Quand j’étais en pastorale scolaire, dans une école secondaire de Gatineau, au Québec, un de mes collègues de travail avait l’habitude de saluer les jeunes qui l’abordaient, ou que lui-même abordait, par une expression qui chaque fois les étonnait et me surprenait moi aussi. Il leur disait : « Salut, saint homme ! » ou bien « Salut, sainte femme ! » Et s’engageait toujours une conversation joyeuse, stimulante, constructive. L’audacieuse et surprenante salutation donnait le ton. D’abord elle produisait un certain choc. On pouvait voir la surprise des jeunes de se savoir si hautement considérés par le prêtre. Souvent ils protestaient d’abord vigoureusement de leur innocence : « Non, pas moi, je ne suis pas un saint. » C’était, dans bien des cas, le sentiment d’être débordé par une telle expression, d’être mis au défi de donner raison à l’homme qui souvent les connaissait bien peu, qui leur témoignait d’emblée beaucoup de confiance et d’estime, et qui avait à leur endroit une bien grande attente. Une fierté profonde surgissait bientôt là où d’abord s’était manifestée l’incrédulité et la méfiance. C’est que le prêtre était sincère et qu’il voyait juste. Ne sommes-nous pas tous des saints qui s’ignorent ? Ou bien, dites-moi, pourquoi ne serions-nous pas tous des saints ?

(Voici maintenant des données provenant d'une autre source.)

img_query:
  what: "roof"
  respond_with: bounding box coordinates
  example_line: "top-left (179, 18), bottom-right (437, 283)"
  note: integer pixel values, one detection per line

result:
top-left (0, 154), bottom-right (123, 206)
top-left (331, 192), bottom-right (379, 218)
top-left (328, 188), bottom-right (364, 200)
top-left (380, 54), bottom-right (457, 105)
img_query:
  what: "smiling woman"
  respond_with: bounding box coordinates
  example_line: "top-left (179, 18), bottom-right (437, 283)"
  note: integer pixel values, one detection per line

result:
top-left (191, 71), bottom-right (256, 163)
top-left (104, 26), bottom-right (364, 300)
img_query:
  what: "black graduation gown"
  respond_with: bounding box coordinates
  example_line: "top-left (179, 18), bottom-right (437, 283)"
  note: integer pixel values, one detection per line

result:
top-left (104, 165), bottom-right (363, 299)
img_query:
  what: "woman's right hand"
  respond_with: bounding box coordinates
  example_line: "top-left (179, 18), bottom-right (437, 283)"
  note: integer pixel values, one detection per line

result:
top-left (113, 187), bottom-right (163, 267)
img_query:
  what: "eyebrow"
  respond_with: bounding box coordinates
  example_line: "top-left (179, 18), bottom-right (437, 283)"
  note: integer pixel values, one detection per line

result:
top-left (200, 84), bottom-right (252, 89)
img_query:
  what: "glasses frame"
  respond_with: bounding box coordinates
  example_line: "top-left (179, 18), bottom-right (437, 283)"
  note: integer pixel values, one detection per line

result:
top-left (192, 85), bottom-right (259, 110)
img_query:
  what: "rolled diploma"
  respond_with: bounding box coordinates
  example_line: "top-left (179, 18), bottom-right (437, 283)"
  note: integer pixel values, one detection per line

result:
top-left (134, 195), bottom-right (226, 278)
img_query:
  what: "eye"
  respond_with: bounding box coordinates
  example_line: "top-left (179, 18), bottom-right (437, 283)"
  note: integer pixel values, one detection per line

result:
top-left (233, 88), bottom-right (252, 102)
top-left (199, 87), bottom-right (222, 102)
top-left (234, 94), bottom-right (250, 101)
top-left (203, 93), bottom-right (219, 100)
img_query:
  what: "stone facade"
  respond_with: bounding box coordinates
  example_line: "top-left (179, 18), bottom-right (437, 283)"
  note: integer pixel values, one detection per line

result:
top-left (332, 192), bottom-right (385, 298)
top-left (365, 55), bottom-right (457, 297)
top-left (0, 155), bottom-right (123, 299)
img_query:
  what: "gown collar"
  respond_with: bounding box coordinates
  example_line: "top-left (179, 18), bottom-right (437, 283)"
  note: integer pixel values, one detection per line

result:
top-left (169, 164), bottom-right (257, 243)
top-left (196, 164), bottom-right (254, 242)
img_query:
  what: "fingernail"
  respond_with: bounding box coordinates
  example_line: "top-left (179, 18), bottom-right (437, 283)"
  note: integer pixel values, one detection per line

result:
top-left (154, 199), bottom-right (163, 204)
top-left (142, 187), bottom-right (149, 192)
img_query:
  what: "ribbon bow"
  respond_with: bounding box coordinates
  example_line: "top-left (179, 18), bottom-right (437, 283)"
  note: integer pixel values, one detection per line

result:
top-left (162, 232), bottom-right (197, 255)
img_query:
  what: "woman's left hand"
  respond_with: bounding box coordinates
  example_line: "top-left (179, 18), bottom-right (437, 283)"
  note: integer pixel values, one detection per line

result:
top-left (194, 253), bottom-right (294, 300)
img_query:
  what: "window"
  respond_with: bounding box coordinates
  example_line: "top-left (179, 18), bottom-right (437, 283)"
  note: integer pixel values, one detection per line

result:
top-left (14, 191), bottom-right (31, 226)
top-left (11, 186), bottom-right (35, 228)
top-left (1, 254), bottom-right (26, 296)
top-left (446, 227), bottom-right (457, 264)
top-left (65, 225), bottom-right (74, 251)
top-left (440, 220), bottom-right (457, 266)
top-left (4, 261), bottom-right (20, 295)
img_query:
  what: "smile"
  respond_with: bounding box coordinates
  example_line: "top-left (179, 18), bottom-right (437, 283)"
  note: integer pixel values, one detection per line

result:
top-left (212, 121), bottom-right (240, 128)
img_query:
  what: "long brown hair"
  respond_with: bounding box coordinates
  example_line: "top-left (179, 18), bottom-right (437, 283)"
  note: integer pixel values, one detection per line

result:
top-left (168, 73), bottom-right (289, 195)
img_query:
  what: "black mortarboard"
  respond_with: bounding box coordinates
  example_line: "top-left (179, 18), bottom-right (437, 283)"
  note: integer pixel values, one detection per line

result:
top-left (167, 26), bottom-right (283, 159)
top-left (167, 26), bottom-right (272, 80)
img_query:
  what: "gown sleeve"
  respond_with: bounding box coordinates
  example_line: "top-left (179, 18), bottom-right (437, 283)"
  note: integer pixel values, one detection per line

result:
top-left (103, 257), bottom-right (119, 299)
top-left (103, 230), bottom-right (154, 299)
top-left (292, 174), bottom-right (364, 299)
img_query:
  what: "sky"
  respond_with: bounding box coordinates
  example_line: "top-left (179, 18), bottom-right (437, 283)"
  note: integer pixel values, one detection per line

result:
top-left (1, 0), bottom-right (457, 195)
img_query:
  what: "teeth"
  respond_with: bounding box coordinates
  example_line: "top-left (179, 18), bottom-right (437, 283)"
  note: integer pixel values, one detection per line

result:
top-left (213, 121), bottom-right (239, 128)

Il y avait sans doute une part de stratégie dans l’approche de mon confrère. Mais cette attitude lui venait d’une conviction profonde, d’une découverte personnelle. Ses contacts avec la jeunesse l’avaient doté d’un optimisme remarquable. Les confidences reçues, les situations rencontrées, les combats menés lui donnaient l’expérience directe de l’âme des jeunes. Il savait leurs rêves, leurs idéaux, leurs faiblesses, leurs capacités, les talents dont ils étaient pourvus, les ressources qui les animaient. Il savait aussi, par sa prière, tout l’amour dont ils étaient l’objet dans le cœur de Dieu lui-même.
Mon confrère avait profondément raison. Il croyait dans la sainteté des jeunes Ils les voyaient sanctifiés radicalement dans le Christ Jésus. Leur baptême et leur confirmation leur avaient nettement signifié une dimension d’éternité. Ils étaient des saints en vérité, au plus profond d’eux-mêmes. Ils étaient des saints en devenir tout au moins, par vocation, en germe et en promesse. Le leur rappeler en les saluant, c’était les convoquer chaque fois au meilleur d’eux-mêmes pour un rendez-vous de foi, d’amour et d’espérance.
Que signifie être un saint, si ce n’est vouloir marcher dans l’attente du jour nouveau, dans l’espérance d’un bonheur infini ? N’est-ce pas déjà vouloir poser sa pierre pour bâtir le Royaume annoncé. La Toussaint, c’est la fête de nos avances sur l’Éternité, fête des milliers de témoins annonciateurs des temps nouveaux, promoteurs du bonheur vers lequel nous allons, sans le savoir peut-être, sans même que nous le voulions clairement. Être des saints, c’est être là pour Dieu, c’est être avec lui déjà, lui dans notre cœur, et nous emportés par son amour.